Serbian Easter Traditions

We spoke to Branka Warren, Customer Relations Team Leader, Travis Perkins Merchanting, who is from Serbia and Hungary. 

What traditions do you have and do you do anything differently to celebrate Easter?

“In Serbia, Easter is celebrated with lots of traditions such as spending time with your loved ones, fasting, colouring eggs, praying and then eating lots of amazing food! The most common Easter greeting in Serbia is “Hristos vaskrse” (Christ has Resurrected). The reply to that greeting should be “Vaistinu vaskrse” (Indeed, he has Resurrected). 

The most popular of all the traditions has always been egg colouring. Traditionally natural colouring such as onion skin and flowers are used to colour hard-boiled eggs. However, nowadays, there are many techniques used to achieve those intricate colour designs. 

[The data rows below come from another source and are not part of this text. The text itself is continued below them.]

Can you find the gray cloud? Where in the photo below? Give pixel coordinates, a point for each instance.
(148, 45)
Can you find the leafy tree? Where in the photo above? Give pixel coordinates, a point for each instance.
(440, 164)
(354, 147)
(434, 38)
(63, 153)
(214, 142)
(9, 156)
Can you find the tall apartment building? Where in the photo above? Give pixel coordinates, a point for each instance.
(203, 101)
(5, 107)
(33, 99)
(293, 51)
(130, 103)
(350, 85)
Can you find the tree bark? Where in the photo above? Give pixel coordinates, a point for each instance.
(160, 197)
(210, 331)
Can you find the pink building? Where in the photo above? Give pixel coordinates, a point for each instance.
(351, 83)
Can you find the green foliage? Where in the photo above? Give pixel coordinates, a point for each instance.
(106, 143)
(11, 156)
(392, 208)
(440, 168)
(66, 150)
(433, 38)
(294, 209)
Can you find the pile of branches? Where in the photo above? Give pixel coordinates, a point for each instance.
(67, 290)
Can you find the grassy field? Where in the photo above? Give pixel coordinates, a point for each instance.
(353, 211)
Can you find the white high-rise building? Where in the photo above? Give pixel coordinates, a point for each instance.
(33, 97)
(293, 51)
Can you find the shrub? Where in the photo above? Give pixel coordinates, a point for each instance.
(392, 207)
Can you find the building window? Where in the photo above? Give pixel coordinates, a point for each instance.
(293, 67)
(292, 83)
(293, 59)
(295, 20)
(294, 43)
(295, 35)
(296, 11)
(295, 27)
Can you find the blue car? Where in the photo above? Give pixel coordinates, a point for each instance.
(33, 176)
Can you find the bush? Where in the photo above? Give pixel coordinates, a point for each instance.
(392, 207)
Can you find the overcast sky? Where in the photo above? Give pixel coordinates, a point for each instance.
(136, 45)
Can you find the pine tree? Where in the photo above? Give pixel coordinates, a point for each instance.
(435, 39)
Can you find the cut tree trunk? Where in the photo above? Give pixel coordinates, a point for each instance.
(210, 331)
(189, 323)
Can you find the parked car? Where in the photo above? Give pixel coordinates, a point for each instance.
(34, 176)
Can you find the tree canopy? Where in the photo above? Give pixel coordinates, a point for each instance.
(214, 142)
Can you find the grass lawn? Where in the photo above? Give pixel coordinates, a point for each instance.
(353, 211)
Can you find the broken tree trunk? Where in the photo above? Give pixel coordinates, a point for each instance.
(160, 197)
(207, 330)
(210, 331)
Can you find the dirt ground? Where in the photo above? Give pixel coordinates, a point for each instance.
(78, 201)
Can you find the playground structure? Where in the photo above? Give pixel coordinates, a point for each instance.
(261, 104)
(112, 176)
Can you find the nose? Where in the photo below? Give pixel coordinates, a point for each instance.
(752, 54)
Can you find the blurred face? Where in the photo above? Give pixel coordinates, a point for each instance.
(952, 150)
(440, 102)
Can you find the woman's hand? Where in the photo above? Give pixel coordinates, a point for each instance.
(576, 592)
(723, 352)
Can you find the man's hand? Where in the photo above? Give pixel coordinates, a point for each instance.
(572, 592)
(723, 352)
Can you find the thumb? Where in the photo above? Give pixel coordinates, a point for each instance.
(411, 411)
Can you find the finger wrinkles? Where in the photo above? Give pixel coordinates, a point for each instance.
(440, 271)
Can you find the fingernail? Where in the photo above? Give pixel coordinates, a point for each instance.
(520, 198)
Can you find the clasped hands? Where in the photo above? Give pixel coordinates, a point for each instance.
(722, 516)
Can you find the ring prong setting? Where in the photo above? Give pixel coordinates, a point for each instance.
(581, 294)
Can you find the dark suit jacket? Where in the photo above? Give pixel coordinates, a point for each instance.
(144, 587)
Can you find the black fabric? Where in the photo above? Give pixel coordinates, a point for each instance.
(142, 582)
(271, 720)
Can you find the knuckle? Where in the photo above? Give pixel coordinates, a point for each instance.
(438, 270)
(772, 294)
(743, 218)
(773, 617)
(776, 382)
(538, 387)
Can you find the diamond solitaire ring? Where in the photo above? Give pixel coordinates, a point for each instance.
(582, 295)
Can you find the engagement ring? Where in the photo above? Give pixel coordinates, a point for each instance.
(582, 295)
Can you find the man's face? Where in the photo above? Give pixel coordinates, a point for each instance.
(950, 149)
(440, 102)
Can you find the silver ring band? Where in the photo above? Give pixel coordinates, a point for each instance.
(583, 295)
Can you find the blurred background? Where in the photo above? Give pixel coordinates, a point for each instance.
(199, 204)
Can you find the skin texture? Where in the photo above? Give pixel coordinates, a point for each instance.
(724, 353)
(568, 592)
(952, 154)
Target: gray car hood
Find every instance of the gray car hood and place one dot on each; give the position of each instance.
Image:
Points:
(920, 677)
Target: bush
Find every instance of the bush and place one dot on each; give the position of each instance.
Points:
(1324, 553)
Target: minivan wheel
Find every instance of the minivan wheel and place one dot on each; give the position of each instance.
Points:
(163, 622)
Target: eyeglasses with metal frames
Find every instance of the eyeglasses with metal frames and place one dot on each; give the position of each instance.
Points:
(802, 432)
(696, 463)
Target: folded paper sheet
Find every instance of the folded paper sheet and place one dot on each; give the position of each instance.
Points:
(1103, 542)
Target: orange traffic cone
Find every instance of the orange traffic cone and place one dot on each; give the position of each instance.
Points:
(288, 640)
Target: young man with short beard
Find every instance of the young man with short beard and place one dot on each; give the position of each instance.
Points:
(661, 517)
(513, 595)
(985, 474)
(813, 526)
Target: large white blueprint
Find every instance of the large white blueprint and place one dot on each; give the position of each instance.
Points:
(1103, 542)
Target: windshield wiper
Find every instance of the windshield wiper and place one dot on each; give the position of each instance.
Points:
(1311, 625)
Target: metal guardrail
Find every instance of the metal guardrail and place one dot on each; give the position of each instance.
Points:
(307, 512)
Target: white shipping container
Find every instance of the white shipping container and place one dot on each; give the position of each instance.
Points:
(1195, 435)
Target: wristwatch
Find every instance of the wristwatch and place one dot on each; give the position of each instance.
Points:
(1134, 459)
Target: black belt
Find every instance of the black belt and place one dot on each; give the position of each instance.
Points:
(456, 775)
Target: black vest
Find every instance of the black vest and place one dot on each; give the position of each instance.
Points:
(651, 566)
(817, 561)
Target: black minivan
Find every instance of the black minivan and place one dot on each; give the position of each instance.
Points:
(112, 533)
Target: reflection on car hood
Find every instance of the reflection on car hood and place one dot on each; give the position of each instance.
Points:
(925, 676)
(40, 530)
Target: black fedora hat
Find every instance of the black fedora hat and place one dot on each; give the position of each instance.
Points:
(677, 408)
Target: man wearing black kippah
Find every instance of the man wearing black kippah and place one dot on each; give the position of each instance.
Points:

The first coloured egg is always red. It is set aside and kept near the family icons for the entire year. As an amulet of sorts, called Euvarkuca (the keeper of the house). I always keep one in my fridge. On Easter morning every child would pick a coloured egg and play a game to see whose egg is strongest. It's a proud moment if you win! There is always plenty of good food and a feeling of unity.”

Why is it important for you and your family/your community to keep these customs and traditions alive?

“As I live so far away from home, I find it challenging to keep all the Serbian customs and traditions alive. At Easter, we always colour eggs, play games and make some delicious Serbian food. It is important to keep the traditions alive as they create a feeling of belonging. 

I do my best to pass them on to my boys who will hopefully pass them on to their children one day. All the different traditions make the world a more colourful place and are a glimpse into the way our ancestors used to live. There is always a lot of wisdom and meaning behind them and it would be a shame to let them become a thing of the past.”

Be your authentic self at Travis Perkins 

We want everyone to be at their best and it’s our ambition that everyone within our Group feels confident to be their authentic selves and that they belong. 

Our five diversity and inclusion networks are driving real, positive change. With one of our networks dedicated to the Awareness of Cultures and Ethnicities (ACE), we are focused on creating a culture where we attract, retain and develop all colleagues from diverse backgrounds.